Ajudinhas de R$ 50' e conversas interceptadas: entenda a cassação do mandato de prefeito e vice de Barras

O g1 tentou contato com os políticos e com a defesa, mas não conseguiu retorno até a publicação da reportagem. O juiz declarou a inelegibilidade de todos os requeridos pelo prazo de oito anos, e aplicada multa de R$ 53.205 a cada um, mas eles continuam no cargo enquanto houver possibilidade de recurso.



Por Isabela Leal*, g1 PI

06/06/2023 15h59  Atualizado há 14 minutos

Prefeito de Barras, Edilson Sérvulo de Sousa, e a vice-prefeita Cynara Cristina Lages Veras — Foto: Reprodução/TSE

O prefeito de Barras, Edilson Sérvulo de Sousa (PSD) e a vice-prefeita Cynara Cristina Lages Veras (Republicanos) tiveram os mandatos cassados pelo juiz da 6ª Zona Eleitoral do Piauí, Jorge Cley Martins Vieira, por abuso de poder econômico e compra de votos nas eleições de 2020.

O promotor eleitoral Silas Sereno Lopes, do Ministério Público Eleitoral afirmou que o constate começou com a realização de um “grande evento” para mais de 3 mil pessoas com arrecadação de cestas básicas como forma de ingresso no show.

“Tal evento político favoreceu o atual prefeito que angariou seu nome junto aos eleitores. Além disso chegaram até a promotoria a compra de computação de lideranças comunitárias. Isso foi constatado”, disse.

Entenda o caso:

Como foi a investigação?

O prefeito, vice-prefeita, vereadores e apoiadores de Barras tiveram os mandatos cassados. Segundo a denúncia feita pelo promotor eleitoral Silas Sereno Lopes, do Ministério Público Eleitoral, interceptação telefônica e extração de dados de celulares confirmaram que durante as eleições o candidato a prefeito liderou uma organização destinada principalmente à captação ilícita de votos.
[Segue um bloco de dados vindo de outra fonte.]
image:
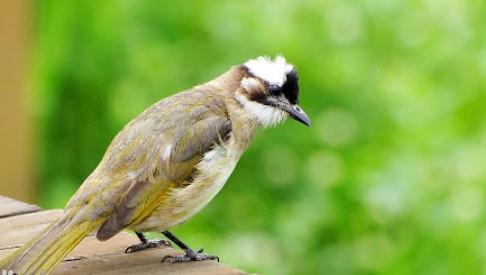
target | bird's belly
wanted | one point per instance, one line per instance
(183, 203)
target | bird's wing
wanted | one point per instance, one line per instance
(177, 149)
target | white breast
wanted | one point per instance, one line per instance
(183, 203)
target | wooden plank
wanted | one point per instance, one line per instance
(94, 257)
(142, 262)
(10, 207)
(16, 230)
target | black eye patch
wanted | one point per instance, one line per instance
(274, 89)
(291, 87)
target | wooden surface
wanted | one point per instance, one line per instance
(20, 221)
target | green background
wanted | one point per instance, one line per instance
(390, 178)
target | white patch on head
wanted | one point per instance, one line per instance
(273, 71)
(265, 115)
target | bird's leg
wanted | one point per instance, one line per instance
(190, 254)
(144, 243)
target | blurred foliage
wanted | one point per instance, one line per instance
(389, 180)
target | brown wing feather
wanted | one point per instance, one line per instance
(206, 123)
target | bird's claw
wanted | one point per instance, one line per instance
(148, 244)
(189, 256)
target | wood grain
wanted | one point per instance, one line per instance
(94, 257)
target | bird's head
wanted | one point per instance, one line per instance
(270, 91)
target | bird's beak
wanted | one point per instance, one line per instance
(298, 114)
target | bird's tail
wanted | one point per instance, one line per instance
(42, 254)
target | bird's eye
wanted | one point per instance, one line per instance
(274, 89)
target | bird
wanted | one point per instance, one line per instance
(169, 162)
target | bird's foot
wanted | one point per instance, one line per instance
(190, 256)
(148, 244)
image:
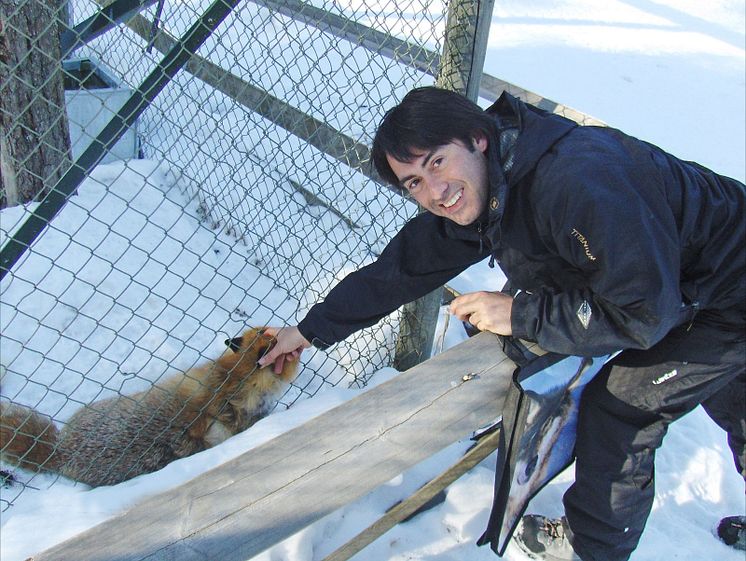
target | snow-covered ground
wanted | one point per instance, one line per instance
(671, 72)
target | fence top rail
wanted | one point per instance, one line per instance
(255, 501)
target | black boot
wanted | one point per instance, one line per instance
(545, 539)
(732, 530)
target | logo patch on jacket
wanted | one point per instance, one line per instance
(583, 242)
(584, 314)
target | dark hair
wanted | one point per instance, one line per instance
(425, 119)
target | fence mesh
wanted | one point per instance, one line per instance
(236, 198)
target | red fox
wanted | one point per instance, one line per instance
(115, 439)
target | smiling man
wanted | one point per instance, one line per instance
(614, 245)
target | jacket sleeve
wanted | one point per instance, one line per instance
(609, 221)
(419, 259)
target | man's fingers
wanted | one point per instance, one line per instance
(272, 331)
(268, 357)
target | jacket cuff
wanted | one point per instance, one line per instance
(523, 316)
(311, 338)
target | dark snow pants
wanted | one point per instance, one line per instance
(624, 415)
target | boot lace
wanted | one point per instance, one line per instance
(554, 528)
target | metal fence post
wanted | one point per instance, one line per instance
(461, 63)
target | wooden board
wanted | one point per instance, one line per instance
(245, 506)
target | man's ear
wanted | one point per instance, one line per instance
(481, 141)
(234, 344)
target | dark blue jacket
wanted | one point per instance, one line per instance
(613, 243)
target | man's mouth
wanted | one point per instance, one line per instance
(453, 200)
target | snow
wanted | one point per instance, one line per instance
(670, 72)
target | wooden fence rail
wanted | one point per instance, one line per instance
(253, 502)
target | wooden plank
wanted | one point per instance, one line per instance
(247, 505)
(486, 445)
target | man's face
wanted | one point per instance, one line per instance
(450, 180)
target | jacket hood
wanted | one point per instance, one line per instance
(524, 134)
(539, 130)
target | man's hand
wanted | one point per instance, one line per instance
(290, 344)
(487, 311)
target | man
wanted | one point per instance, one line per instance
(612, 244)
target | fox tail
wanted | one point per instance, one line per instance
(28, 439)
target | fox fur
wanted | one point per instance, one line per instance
(115, 439)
"As conversas interceptadas mostram os investigados negociando votos de diversas formas, seja por meio de 'ajudinhas de R$ 50' e depósitos de outros valores, promessas de entrega de sacos de cimento e medicamentos, compra de passagens e outras", disse.

Além do prefeito e da vice, foram cassados também os mandatos dos vereadores Roberto Rene Lages Veras (PSD), Jovelina Furtado Castro (PSD), Antônio Leite Neto (PSD), Irlândio Sales dos Santos (PSD) e José do Nascimento Cavalcante (DC), declarando nulos os votos recebidos pelos impugnados.

O promotor ressaltou ainda que com o aprofundamento das investigações, mediante afastamento de sigilo bancário judicialmente autorizados, foi constatado “intenso fluxo de informações ilícitas e repasses de recursos não contabilizados”.

“Além disso foram colhidos elementos testemunhais que confirmaram toda a trama ilítica que favorece o atual prefeito, a vice e os vereadores cassados”, ressaltou.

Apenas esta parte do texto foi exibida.